Ses proches, eux, n’en croyaient mot. On parle d’un sportif, rappelait la semaine dernière la Neue Zürcher Zeitung, connu pour ne consommer ni alcool ni complément alimentaire. «Il ne vient même pas boire une bière pour fêter nos victoires», témoignaient ses coéquipiers. Quand ils ont soulevé la Coupe d’Allemagne, l’un d’entre eux a porté son maillot au moment des célébrations et son entraîneur lui a rapidement fait parvenir une médaille. Pour eux, l’innocence de Nikola Portner ne faisait pas un pli, et sa contribution au titre devait être récompensée malgré son absence lors des derniers matchs.
Ces marques de confiance ne l’empêchaient pas de risquer une suspension de quatre ans. Mais deux mois et demi plus tard, le comité directeur de la Bundesliga a levé la suspension du gardien en raison du niveau de concentration du produit dans ses échantillons, si peu élevé que l’hypothèse d’une contamination fortuite lui paraissait crédible. «Blanchi», annonçaient les médias. Mais l’Agence allemande antidopage (NADA) a décidé de ne pas en rester là et de faire recours devant le Tribunal arbitral du sport, à Lausanne. Un peu comme l’AMA qui croit à la contamination accidentelle de Jannik Sinner mais le pense coupable de négligence et souhaite le voir sanctionné, la NADA ne crie pas à la culpabilité de Portner mais exige des «clarifications».
En attendant le verdict de l’instance basée à Lausanne, le gardien s’efforce de vivre le moment avec philosophie. Lors d’un point presse la semaine dernière, il a raconté avoir pris conscience, en croisant un sans-abri dans les rues de Magdebourg alors qu’il faisait son jogging, que sa situation personnelle n’était pas si désespérée que cela.
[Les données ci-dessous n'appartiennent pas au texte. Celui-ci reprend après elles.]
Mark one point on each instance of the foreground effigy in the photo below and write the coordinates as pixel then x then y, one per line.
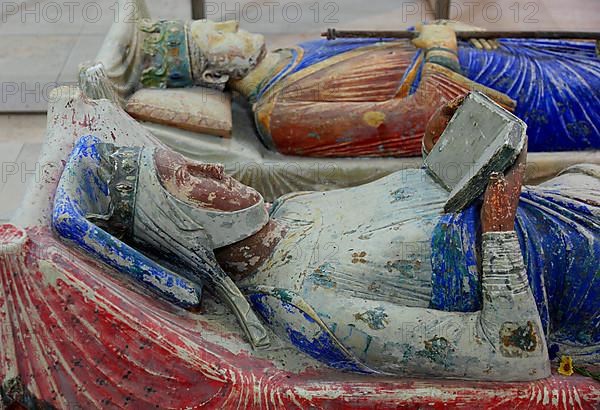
pixel 77 331
pixel 321 100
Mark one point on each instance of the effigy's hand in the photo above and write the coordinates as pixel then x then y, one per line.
pixel 433 35
pixel 438 123
pixel 501 198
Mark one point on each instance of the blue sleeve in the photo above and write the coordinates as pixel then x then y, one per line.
pixel 79 188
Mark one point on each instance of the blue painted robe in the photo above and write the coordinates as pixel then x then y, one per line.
pixel 558 225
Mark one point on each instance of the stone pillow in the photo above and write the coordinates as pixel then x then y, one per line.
pixel 196 109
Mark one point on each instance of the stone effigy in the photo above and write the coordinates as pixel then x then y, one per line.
pixel 363 306
pixel 372 97
pixel 291 88
pixel 70 319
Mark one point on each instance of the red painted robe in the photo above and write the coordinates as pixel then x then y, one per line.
pixel 370 100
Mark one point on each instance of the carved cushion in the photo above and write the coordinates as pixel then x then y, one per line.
pixel 196 109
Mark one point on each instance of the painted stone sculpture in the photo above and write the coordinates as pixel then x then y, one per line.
pixel 77 333
pixel 372 97
pixel 394 289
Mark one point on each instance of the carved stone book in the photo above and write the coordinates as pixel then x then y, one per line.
pixel 480 139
Surtout, il a décidé de l’affronter en donnant le meilleur de lui-même. En Bundesliga, même s’il a perdu son statut de titulaire indiscutable à Magdebourg, il affiche un taux d’arrêts d’environ 33% – l’un des meilleurs du championnat. En équipe de Suisse, il reste un leader incontesté et ambitieux qui rêve, il l’affirme, de remporter un jour une médaille internationale.